That’s actually a relief. “I guess that explains why Grandpa Campbell hasn’t come to see us,” Sam says.

Dean laughs. “Oh, Jesus. That would be awkward. Or Roy and Walt. I can’t believe we forgave those assholes. Or shit, what about Nick?”

“Nick? You think that guy’s in Heaven?”

“With any luck, we’ll never know. Oh, hey, what about your first wife, Becky?”

“Dude. Becky was not nearly as bad as Samuel or Roy or Walt.”

“But do you want to see her?”

“Absolutely not.”

They’re quiet for a while. Sam tries not to make a list of the people who wouldn’t welcome him into their Heaven. Or the people he wouldn’t invite into his.

Again, Dean is the one who speaks. "You seen her yet?" he asks. He keeps his gaze focused on the stars above them and not on Sam.

"Her who?"

"You know who."

Yes, Sam knows. And yes, he's thought about it, thought about walking into Jessica's Heaven, thought about how she'd react. Would she gasp in horror? Would she look at him, cold and distant, say my version of Heaven doesn't include Sam Winchester, and turn away?

"I don't know if she'd want to see me."

"Of course she'd want to see you."

"Even though I killed her?"

Now Dean turns to look at him. "The fuck? You didn’t kill her."

"She died because of me. She was murdered because I loved her."

"But that doesn't mean -"

"It does, Dean. It means exactly that. She was 22 years old and she should have had her entire life ahead of her and she died because of me."

Dean turns back to the stars and finishes his beer before speaking again.

"You know, when Cas broke your wall, the one keeping Hell out of your head… you remember why he did that? Because he wanted to distract me. We were trying to stop him from opening Purgatory, and he wanted to keep me occupied. Do you blame me for that?"

"No, of course not."

"Well, it's the same thing."

"It's not."

"It is, man. Look. You and I are responsible for a lot of fucked-up things -"

Sam laughs. "If that isn't the most Winchester pep talk ever."

"Shut up. You know what I mean. Yes, some bad things happened because of shit we did. But Jessica's death is not one of them. That's on demons, and - and fucking Chuck. Not you." It's the first time either of them has said Chuck's name in Heaven. Dean says it like he's spitting something foul out of his mouth.

"But what if she doesn't think so? What if I go find her and she blames me anyway?"

Dean shrugs up at the stars. "If I’m right, you can’t find her if she doesn’t want to be found.”

“And if you’re wrong?”

“Then you would have a chance to tell her you're sorry."

4: This is how Heaven works, according to Jessica

Sam doesn't do it that day, or the next.

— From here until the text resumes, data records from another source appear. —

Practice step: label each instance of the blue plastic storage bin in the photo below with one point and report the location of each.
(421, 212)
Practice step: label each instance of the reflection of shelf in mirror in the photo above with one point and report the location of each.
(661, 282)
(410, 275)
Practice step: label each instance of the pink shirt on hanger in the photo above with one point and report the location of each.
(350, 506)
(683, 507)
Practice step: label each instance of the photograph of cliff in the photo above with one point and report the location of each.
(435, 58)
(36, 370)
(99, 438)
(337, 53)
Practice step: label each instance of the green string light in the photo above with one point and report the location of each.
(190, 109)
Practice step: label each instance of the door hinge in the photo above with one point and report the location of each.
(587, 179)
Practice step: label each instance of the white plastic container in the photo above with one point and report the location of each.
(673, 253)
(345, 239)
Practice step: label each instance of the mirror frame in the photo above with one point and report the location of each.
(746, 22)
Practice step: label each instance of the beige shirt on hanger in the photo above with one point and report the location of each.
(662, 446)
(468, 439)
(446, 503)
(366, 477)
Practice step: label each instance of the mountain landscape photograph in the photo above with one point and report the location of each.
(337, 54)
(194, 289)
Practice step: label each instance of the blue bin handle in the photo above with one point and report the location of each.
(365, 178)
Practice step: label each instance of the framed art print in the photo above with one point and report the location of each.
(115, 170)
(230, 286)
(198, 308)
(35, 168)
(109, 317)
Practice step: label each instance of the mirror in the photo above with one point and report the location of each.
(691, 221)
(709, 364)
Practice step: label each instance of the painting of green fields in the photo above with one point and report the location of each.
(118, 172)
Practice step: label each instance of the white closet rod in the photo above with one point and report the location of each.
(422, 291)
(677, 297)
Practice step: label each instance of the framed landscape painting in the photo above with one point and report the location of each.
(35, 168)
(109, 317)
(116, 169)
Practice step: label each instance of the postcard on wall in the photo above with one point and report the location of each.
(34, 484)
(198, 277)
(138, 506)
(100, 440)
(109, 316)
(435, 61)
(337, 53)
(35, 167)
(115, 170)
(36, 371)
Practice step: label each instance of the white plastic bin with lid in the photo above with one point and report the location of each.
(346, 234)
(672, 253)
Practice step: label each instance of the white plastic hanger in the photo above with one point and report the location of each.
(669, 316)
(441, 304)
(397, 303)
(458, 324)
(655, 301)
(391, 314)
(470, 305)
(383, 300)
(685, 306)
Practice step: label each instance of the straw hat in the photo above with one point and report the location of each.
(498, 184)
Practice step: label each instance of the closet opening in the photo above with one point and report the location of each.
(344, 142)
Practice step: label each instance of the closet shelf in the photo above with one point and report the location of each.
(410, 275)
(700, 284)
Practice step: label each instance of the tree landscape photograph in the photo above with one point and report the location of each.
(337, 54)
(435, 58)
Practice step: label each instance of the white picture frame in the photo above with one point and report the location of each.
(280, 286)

But eventually he stands on the porch of the house he shares with Dean, watching a cloud of butterflies dance in the midday sun, and something deep inside says it's time. He holds her in his mind, blonde curls and blue eyes, brilliant smile and infectious laugh, smart and feisty and passionate, and he starts walking.

He might never make it to her. He might simply walk into a memory instead; Heaven’s way of letting him know he’s not on the VIP list.

The wooded path behind their little house usually goes up into the mountains, but now it starts to slope downhill after he's walked for a few minutes. After a few more minutes the trees thin out and Sam emerges onto a wide expanse of beach. He recognizes the lone structure on the shore almost immediately - it's the beach house Jess's parents used to rent every summer. He stayed with them there for a week once. It would be their last summer together, although neither of them knew it at the time. The actual house was one of a string of beachfront homes, but this version of it sits alone on hundreds of yards of sun-warmed sand. He can see a family playing in the surf just a few yards past the house. A man, a woman, and a slender teenage girl. When Sam steps out of the trees the girl looks up, sweeps her wet hair out of her eyes, and runs toward him.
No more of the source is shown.